The subject of this post is Wigan Corporation 34 (JP6032), a 1947 Leyland PD1 with a Leyland 53-seat lowbridge body. For many years it had been a stalwart of the Yorkshire Heritage Bus Co fleet until financial difficulties led eventually to the entire fleet being put into the hands of a receiver. As ever in these situations, there was the possibility that some of these might be sold abroad or worse, broken up for spares. Jonathan Jones-Pratt bought five of the vehicles and my friend Dave Moore and I were approached to act as ‘ferry drivers’.

We were assured that both our buses had been checked over by someone at the secure yard where they were being stored so all seemed OK for the long journey south. As per usual, I did quite a bit of route research and found that there was a low railway bridge on the most obvious route from the yard to the south-bound M1, so I planned a route that would take me via Tankersley on more suitable roads.
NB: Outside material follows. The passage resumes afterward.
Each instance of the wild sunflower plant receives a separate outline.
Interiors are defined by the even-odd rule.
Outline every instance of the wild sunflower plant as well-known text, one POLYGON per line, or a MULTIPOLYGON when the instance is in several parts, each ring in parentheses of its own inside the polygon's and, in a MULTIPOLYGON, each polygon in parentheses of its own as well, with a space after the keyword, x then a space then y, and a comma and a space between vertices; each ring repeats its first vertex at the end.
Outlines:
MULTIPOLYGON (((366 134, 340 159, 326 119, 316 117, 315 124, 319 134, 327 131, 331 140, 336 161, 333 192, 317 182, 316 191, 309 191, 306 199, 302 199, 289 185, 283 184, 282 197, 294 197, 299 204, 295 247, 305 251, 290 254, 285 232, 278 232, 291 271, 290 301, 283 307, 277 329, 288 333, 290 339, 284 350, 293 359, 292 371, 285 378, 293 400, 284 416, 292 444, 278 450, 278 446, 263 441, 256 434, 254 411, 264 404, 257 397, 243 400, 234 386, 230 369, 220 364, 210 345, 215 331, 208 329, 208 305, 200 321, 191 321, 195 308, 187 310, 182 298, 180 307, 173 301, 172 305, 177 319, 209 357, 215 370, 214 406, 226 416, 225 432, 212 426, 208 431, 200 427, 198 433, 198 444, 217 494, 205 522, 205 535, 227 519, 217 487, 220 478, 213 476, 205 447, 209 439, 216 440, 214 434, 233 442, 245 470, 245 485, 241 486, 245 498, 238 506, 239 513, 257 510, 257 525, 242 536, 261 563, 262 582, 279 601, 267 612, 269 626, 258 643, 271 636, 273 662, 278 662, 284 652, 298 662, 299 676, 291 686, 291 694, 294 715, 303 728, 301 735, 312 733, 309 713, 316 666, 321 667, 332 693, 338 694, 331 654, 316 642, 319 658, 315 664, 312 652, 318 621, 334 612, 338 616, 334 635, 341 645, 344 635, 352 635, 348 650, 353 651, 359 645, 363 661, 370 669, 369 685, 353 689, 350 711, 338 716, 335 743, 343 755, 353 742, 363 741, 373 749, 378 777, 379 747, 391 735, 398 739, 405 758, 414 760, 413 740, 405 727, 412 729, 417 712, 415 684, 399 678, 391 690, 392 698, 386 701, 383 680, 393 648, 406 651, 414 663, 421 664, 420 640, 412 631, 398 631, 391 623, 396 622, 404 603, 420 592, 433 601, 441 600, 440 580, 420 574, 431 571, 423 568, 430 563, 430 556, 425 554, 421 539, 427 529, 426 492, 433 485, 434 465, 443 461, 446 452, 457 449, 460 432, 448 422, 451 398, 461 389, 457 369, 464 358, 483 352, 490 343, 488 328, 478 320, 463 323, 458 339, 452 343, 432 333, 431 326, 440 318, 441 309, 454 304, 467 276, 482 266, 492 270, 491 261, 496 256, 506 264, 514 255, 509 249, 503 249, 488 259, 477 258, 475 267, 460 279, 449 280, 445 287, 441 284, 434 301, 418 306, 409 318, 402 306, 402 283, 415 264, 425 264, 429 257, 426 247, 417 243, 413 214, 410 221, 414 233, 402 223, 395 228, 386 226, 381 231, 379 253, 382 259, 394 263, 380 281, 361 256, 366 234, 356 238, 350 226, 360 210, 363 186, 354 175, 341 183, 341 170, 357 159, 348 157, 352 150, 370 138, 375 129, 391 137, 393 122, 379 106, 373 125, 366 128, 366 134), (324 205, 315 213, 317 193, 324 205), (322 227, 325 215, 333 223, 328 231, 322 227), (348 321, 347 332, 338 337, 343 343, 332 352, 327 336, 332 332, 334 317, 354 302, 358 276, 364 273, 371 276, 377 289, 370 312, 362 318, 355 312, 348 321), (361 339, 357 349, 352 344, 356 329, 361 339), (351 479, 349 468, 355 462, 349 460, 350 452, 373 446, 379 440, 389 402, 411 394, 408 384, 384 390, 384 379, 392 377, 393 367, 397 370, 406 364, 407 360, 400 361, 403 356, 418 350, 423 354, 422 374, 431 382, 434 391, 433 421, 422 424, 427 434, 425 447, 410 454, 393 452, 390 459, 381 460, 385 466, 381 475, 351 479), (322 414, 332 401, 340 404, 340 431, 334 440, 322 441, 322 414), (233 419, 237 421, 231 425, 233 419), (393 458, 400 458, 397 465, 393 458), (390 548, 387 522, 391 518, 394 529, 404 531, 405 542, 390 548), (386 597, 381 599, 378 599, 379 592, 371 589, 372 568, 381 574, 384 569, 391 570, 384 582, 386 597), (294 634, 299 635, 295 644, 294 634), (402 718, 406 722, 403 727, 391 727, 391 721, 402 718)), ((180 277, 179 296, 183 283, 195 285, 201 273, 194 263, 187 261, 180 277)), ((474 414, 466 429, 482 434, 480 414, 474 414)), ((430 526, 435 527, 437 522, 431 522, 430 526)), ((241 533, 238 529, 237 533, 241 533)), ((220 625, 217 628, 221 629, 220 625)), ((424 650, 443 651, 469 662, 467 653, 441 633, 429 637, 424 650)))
Armed with the address where the buses were stored, Dave and I set off early in the morning by train and arrived at Penistone station about midday. A short taxi ride took us to a remote location where the Yorkshire Heritage fleet was parked in a secure compound. A couple of staff from the facility met us and showed us the two buses we were to bring back. My first impression of the PD1 was that it was OK if a little tatty. Dust and cobwebs indicated that this bus had not been used for a while!

Dave was to bring back a smart looking London Transport RT so he began his walkaround checks while I took stock of the Wigan PD1. I had a look around the RT too, (RT2591, a 1951 AEC Regent III RT3 with Park Royal body) and although the exterior is very presentable, the interior looked a bit tired, with several seats having damage. In its favour though were several original interior adverts dating from the decimal currency change-over in February 1971.
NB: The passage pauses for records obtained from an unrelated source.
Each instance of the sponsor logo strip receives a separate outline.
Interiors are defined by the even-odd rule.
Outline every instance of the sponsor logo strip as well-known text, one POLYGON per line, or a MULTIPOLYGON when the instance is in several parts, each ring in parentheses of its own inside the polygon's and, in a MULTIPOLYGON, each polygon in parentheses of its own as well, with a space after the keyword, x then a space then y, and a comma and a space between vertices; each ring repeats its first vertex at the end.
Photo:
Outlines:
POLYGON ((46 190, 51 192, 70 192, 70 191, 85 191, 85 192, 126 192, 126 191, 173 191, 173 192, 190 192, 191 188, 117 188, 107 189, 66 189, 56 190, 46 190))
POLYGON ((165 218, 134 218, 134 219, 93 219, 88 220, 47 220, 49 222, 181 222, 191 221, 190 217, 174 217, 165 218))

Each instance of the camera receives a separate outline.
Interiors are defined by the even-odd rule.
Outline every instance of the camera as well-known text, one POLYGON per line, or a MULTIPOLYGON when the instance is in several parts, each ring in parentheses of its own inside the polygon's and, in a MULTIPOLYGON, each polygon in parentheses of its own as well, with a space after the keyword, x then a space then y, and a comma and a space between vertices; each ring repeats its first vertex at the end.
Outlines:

The Wigan PD1 really was an unknown quantity as nobody there had any experience of the vehicle so I poked around for quite a while before starting it up and checking all the usual daily check items. The engine started first time and ticked over slowly with a characteristic Leyland ‘hunting’ rhythm. Apparently new batteries had been fitted in readiness for the journey. I took the bus out of the compound and drove it up and down the nearby yard, just to get a feel of the vehicle and check that I could make it stop as well as make it go!

My checks revealed that the nearside front indicator wasn’t working so, while I waited for a chap to fit a new bulb, I took the above photo. I also noticed that the charge lamp on the control box in the cab wasn’t going out, even when I revved the engine so I highlighted this as well. The two chaps spent a while fiddling about and proclaimed, after watching the headlights while the engine was revved, that the dynamo was charging, despite the red lamp not going out. I was not convinced and decided not to stop the engine until I’d reached Weston-super-Mare, just in case!